A sophisticated new phishing-as-a-service (PhaaS) platform known as “Starkiller” is emerging as a significant threat to organizations and individuals, thanks to its ability to proxy real login pages and capture credentials — including multi-factor authentication (MFA) tokens.
Traditional phishing attacks typically rely on static, cloned login pages that attempt to mimic legitimate services. These static pages often raise red flags when users view them closely or when brands update their interfaces. Starkiller, however, takes a very different and more dangerous approach. Instead of serving static copies, it uses a live connection to the legitimate website and acts as a reverse proxy, delivering the genuine site content to the victim in real time.
Here’s how it works:
- Live Proxy of Real Sites: Starkiller launches a hidden instance of a Chrome browser inside a Docker container and loads the real target site’s login page. This live content is then relayed to the victim — meaning the page they see is identical to the real one.
- Credential Harvesting: Because the tool sits between the victim and the legitimate site, everything the user types — including usernames, passwords, MFA codes, session tokens, and cookies — is captured as it passes through the proxy.

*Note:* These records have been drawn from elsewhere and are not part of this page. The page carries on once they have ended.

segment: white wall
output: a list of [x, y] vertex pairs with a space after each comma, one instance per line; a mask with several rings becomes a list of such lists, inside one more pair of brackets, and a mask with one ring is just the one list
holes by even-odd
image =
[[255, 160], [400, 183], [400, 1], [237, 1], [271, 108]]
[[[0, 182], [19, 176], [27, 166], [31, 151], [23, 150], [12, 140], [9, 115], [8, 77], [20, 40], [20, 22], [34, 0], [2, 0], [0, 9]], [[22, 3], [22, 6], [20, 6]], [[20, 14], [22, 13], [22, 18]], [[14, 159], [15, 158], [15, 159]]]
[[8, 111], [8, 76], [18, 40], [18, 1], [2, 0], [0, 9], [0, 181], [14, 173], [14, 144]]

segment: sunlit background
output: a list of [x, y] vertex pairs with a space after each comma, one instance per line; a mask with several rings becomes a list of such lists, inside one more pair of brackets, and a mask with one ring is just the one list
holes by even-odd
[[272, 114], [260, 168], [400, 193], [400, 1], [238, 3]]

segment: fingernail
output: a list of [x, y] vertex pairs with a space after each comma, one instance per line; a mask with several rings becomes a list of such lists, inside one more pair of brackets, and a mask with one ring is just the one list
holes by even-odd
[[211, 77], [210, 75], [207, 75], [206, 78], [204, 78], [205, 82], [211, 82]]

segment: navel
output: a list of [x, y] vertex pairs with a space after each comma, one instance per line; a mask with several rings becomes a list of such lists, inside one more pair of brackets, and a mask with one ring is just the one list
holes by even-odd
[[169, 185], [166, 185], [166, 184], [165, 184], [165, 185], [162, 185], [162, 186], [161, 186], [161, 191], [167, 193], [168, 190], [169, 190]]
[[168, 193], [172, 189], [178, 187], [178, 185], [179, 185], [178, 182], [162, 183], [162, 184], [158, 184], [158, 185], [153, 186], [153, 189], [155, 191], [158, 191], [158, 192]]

- MFA Bypass: The MFA codes entered by users are forwarded directly to the real service, allowing the attacker to capture authenticated session tokens. This effectively neutralizes MFA protections even when used as intended.
- Dashboard and Ease of Use: Starkiller is packaged with a slick control panel, analytics, and automation tools that make it easy for attackers to deploy convincing phishing campaigns without deep technical skills.
The platform also includes features that go beyond simple credential theft: real-time session monitoring, automated alerts when new credentials are captured, geographic tracking, and even tools to mask malicious links. Its SaaS-like usability and ongoing updates from the operators suggest this kit will be increasingly hard for defenders to spot and mitigate.
What This Means for Security
Starkiller represents a shift in phishing tactics from static impersonation to live, real-time credential relay attacks — often called adversary-in-the-middle (AiTM) attacks. These are harder to detect with traditional defenses like blocklists and page fingerprinting because the victim is interacting with a real site.
Recommendations for Mitigation:
- Increase Detection Based on Behavior: Focus on unusual login patterns and session anomalies rather than URL content alone.
- Strengthen Identity-Aware Defenses: Look into solutions that can detect compromised sessions even when MFA appears to succeed.
- Educate Users: Remind your teams to be wary of unexpected login prompts and verify email sources before entering credentials — especially when MFA is requested.
This latest phishing tool underscores how attackers are evolving, blending more advanced techniques with commodity crimeware. It’s a strong reminder that credential security awareness and layered detection strategies are more important than ever.